German police detained the wanted man last month on his arrival at Munich airport en route to Bilbao, where he was travelling for Spartak Moscow’s Europa League tie.
The suspect, who was not named by police, risks up to 15 years in jail in France for attempted homicide and grievous bodily harm.
The Russian embassy in Germany protested the arrest at the time.
“We strongly protest against the detention and the return to a third country of a Russian citizen who had not committed any crime in German territory,” wrote Russian embassy spokesman Denis Mikerine on Facebook.
“We consider this case a possible pretext to exacerbate and politicise hooliganism in football ahead of the 2018 World Cup in Russia.”
The arrest came just months before Russia hosts the World Cup from June 14 to July 15, with fears running high of a repeat of the 2016 rampage by Russian hooligans that erupted in the French port city of Marseille.

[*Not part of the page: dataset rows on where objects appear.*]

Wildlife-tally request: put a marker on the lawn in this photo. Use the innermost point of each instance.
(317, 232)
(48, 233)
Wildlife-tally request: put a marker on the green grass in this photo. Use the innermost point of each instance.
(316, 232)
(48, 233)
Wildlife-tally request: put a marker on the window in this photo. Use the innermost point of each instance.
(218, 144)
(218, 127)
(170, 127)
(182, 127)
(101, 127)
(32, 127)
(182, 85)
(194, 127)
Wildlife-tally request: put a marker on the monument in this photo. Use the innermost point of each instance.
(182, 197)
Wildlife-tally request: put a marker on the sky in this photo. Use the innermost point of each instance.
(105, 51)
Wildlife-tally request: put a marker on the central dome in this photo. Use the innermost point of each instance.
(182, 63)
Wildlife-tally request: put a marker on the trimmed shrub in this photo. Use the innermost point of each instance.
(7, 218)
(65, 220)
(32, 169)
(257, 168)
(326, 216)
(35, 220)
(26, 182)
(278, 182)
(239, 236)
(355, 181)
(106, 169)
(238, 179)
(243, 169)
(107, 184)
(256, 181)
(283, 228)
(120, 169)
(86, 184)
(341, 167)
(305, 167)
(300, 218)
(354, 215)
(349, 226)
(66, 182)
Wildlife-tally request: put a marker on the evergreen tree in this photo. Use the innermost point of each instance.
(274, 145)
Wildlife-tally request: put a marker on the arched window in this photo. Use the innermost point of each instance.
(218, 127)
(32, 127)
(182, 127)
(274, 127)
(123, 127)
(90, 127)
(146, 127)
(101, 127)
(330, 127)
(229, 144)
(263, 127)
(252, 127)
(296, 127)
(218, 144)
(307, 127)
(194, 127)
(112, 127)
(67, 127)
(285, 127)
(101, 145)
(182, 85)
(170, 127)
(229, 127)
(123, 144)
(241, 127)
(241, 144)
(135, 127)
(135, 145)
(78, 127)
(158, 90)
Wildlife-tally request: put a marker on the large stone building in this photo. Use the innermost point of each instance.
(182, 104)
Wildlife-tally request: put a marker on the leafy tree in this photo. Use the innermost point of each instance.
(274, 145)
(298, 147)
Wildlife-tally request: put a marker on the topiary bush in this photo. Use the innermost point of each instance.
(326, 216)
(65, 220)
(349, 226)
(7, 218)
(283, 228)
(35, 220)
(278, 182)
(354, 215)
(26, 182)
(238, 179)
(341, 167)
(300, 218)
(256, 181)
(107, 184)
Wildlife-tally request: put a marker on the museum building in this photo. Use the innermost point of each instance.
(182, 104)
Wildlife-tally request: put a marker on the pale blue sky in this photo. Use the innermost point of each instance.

Scenes of the street battles ahead of the Russia-England match in Marseille on June 11, 2016 shocked the world and marred the tournament.
The clashes left 35 people injured, including two England fans who suffered serious injuries.
French authorities had for months been seeking the suspect, who along with several other Russian hooligans is accused of attacking 51-year-old England supporter Andrew Bache.
Bache was left paralysed on the left-hand side of his body after being hit around the head with an iron bar.
After months of work with British police to identify the perpetrators of the assault against Bache, French authorities issued an arrest warrant for the Russian suspect in December 2017.
France jailed three Russians and deported more than 20 others over the violence, and Russia was formally warned by UEFA that it could be thrown out of Euro 2016 over the rampage.
As Russia gears up to host the World Cup, hooliganism experts say Russia’s powerful FSB security service has cracked down hard on football gangs and blacklisted many of their leaders in the run-up to the finals.
Russian law enforcement agents are also working with their counterparts from England and other countries to determine which fans planning to attend games are safe, said a Russian source, adding that the final decision on who gets to attend the matches will be made by the Russian security services.